Une Libyenne se trouve au bord de la mer Méditerranée dans la capitale Tripoli, classée parmi les villes les moins agréables au monde (AFP)
La capitale syrienne Damas est la ville la moins agréable du monde, selon une étude publiée mercredi par l’Economist Intelligence Unit (EIU)
Les capitales libyenne et algérienne, Tripoli et Alger, ainsi que la ville de Lagos au Nigeria, complètent les quatre dernières places de l’édition 2022 du Global Liveability Index.
Dans le cadre de cette étude réalisée en mars, 172 villes du monde entier ont été analysées et une note comprise entre 1 (insupportable) et 100 (idéale) leur a été attribuée. L’indice a été agrégé selon cinq facteurs : stabilité, soins de santé, culture et environnement, éducation et infrastructures.
Damas, Tripoli et Alger ont obtenu un score inférieur à 40 en raison de l’agitation sociale, du terrorisme et des conflits, selon le rapport.
La capitale syrienne est désignée par cet indice comme la ville la moins agréable chaque année depuis 2013 (à l’exception de 2020, l’étude ayant été interrompue en raison de la pandémie).
La guerre civile en Syrie se poursuit depuis 2011, année où le président Bachar al-Assad a écrasé un mouvement de protestation pacifique et entraîné le pays dans un conflit brutal. Aidées par ses alliés, les forces d’Assad ont repris la majeure partie du pays, y compris Damas et ses environs.
En parallèle, la Libye est secouée par la guerre et l’instabilité politique depuis le renversement du dirigeant de longue date Mouammar Kadhafi en 2011.
La semaine dernière encore, de violents affrontements entre groupes armés ont éclaté à Tripoli après une tentative de coup d’État manquée, alors que deux Premiers ministres rivaux se disputent le pouvoir dans le pays.
L’EIU précise que les dix villes qui ferment la marche – parmi lesquelles la capitale iranienne Téhéran – ont vu leur score s’améliorer par rapport à l’an dernier, à l’exception de Tripoli.
Au Moyen-Orient, l’hégémonie des villes émiraties
Le haut du classement est dominé par l’Europe occidentale : Vienne occupe la première place, tandis que Copenhague, Zurich, Genève, Francfort et Amsterdam figurent dans le top 10.
Trois villes canadiennes – Calgary, Vancouver et Toronto – prennent place parmi les dix villes les plus agréables à vivre au monde, aux côtés d’Osaka (Japon) et Melbourne (Australie), dixièmes ex æquo.
La capitale ukrainienne Kyiv a été exclue de l’étude en raison de la guerre avec la Russie qui a éclaté au moment où l’étude était menée.

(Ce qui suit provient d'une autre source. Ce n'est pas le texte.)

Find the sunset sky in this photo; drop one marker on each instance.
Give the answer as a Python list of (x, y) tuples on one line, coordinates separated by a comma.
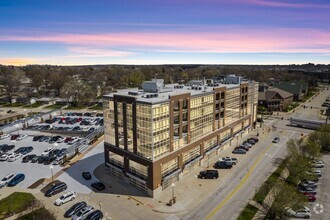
[(83, 32)]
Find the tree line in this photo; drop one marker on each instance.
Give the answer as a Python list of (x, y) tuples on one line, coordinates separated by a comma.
[(86, 83)]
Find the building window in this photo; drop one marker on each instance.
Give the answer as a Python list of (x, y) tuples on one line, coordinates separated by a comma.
[(138, 170), (169, 167)]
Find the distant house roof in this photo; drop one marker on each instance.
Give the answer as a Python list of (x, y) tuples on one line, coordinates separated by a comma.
[(45, 99), (294, 87), (270, 94), (263, 84)]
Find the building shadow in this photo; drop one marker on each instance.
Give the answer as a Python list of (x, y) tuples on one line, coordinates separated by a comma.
[(95, 165)]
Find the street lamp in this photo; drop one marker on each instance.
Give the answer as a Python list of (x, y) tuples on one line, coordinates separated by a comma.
[(51, 170), (173, 198), (14, 141)]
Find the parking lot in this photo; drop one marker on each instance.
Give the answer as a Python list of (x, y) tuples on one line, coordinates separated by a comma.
[(32, 171), (58, 135)]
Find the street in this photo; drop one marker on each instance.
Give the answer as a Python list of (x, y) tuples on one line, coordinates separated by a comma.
[(228, 201)]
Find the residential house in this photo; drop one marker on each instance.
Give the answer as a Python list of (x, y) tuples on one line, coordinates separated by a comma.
[(297, 88), (275, 99)]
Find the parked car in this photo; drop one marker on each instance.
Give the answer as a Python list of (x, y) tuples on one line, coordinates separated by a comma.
[(74, 209), (251, 141), (243, 147), (69, 196), (5, 157), (28, 158), (46, 152), (95, 215), (55, 189), (316, 172), (98, 185), (222, 165), (208, 174), (308, 183), (253, 138), (230, 160), (4, 136), (41, 159), (14, 137), (62, 152), (14, 157), (310, 197), (246, 144), (4, 181), (302, 213), (317, 164), (21, 137), (35, 159), (310, 190), (276, 140), (87, 175), (49, 160), (239, 151), (60, 140), (83, 213), (16, 179)]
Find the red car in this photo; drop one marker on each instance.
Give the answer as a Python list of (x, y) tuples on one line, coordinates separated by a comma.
[(311, 197), (68, 139), (14, 137)]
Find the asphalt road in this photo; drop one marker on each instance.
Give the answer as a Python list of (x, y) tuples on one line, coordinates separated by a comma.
[(228, 201)]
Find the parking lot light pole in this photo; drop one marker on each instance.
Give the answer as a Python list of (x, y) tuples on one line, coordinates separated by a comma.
[(51, 170), (14, 141), (173, 198)]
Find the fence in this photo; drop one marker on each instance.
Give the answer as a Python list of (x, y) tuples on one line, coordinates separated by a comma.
[(24, 123), (83, 144)]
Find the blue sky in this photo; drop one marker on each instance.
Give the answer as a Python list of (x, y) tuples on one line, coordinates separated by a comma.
[(164, 32)]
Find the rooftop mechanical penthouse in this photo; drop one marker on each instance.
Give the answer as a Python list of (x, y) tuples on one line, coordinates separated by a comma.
[(155, 135)]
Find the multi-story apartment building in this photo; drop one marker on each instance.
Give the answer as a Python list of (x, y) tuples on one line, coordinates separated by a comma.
[(155, 135)]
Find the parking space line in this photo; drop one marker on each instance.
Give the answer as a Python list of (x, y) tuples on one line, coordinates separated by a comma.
[(244, 179)]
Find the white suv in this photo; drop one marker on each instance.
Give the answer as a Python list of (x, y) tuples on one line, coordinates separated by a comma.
[(6, 179), (46, 152), (70, 196)]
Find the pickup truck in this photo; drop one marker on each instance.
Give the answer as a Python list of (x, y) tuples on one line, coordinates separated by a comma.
[(229, 160)]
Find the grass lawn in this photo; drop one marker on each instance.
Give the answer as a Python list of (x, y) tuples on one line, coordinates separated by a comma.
[(12, 105), (55, 106), (39, 214), (76, 107), (96, 107), (268, 185), (248, 213), (34, 105), (15, 203)]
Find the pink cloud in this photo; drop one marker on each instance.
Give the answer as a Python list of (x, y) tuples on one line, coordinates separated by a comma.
[(286, 4), (17, 61), (233, 40), (96, 52)]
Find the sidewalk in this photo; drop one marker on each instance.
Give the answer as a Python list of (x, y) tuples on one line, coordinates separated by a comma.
[(189, 191), (262, 211)]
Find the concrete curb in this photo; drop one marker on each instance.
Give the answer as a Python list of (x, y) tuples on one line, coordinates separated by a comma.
[(169, 211)]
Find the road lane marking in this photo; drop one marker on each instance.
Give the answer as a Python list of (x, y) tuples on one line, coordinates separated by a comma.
[(245, 178)]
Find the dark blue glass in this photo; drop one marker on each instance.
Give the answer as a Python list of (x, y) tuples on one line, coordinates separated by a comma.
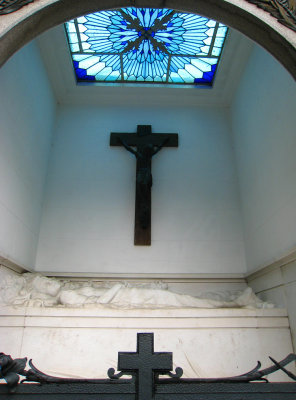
[(145, 45)]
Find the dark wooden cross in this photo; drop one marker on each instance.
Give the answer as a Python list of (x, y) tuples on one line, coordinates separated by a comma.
[(144, 362), (147, 145)]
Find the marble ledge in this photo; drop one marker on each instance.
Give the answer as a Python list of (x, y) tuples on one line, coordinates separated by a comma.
[(102, 311)]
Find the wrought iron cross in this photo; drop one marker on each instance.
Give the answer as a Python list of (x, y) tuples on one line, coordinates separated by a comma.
[(147, 145), (144, 362)]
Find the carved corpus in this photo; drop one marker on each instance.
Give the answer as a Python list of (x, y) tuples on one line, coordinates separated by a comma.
[(147, 145)]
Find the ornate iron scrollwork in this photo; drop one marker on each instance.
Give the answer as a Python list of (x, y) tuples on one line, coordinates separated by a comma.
[(9, 6), (144, 366), (283, 10)]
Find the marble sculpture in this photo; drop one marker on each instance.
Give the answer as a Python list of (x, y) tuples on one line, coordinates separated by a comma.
[(35, 290)]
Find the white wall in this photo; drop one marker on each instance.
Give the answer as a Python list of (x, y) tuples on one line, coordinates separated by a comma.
[(88, 216), (264, 120), (277, 284), (27, 110)]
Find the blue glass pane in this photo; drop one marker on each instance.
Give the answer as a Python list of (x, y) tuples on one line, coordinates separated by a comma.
[(145, 45)]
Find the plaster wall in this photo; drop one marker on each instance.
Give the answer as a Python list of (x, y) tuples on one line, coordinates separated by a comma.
[(263, 124), (27, 111), (88, 216), (277, 284)]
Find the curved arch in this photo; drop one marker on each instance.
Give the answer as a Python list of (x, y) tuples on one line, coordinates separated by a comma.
[(24, 25)]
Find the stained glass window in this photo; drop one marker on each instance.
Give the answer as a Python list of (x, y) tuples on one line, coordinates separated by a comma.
[(145, 45)]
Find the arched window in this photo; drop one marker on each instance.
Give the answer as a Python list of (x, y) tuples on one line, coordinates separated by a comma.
[(146, 45)]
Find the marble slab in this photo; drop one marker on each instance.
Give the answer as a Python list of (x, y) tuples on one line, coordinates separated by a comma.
[(205, 342)]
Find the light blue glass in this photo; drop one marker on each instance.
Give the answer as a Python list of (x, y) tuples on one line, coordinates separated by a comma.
[(145, 45)]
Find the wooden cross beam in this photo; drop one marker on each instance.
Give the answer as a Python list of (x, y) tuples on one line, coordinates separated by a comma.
[(145, 362), (147, 144)]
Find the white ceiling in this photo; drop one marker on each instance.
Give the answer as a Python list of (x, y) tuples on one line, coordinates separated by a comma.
[(56, 56)]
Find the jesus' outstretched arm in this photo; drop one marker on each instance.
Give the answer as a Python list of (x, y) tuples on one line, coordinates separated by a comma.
[(161, 146)]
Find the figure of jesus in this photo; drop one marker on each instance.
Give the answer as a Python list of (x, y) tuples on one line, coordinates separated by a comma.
[(144, 154)]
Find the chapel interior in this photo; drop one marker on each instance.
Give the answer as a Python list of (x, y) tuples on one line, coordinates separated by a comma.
[(223, 202)]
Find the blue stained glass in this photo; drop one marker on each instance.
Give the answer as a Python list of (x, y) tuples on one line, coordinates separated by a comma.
[(145, 45)]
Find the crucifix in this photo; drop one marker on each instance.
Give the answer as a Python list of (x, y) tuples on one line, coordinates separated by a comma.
[(144, 362), (147, 145)]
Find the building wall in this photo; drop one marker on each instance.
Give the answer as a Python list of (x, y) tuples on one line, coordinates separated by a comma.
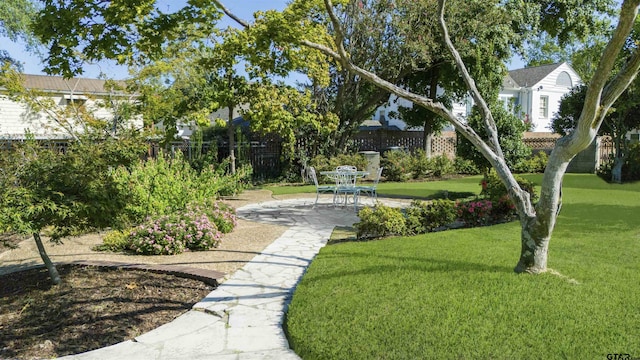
[(547, 87), (16, 119)]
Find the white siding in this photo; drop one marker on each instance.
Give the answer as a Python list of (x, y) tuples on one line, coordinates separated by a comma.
[(16, 119), (548, 87)]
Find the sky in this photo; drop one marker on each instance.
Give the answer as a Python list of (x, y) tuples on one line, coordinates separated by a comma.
[(242, 8), (33, 65)]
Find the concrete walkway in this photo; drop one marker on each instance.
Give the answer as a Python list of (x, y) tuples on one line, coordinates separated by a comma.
[(242, 318)]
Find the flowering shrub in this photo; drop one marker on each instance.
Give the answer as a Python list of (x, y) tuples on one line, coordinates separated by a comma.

Les villes russes de Moscou et de Saint-Pétersbourg ont dégringolé dans le classement en raison de la censure, de l’instabilité et des sanctions résultant du conflit.
Ailleurs au Moyen-Orient, les villes les mieux classées se situent principalement dans le Golfe : l’indice accorde à Dubaï et Abou Dabi près de 80 points.
Les capitales du Koweït, du Qatar, de Bahreïn, d’Oman, de la Jordanie et d’Israël ont toutes obtenu un score supérieur à 60.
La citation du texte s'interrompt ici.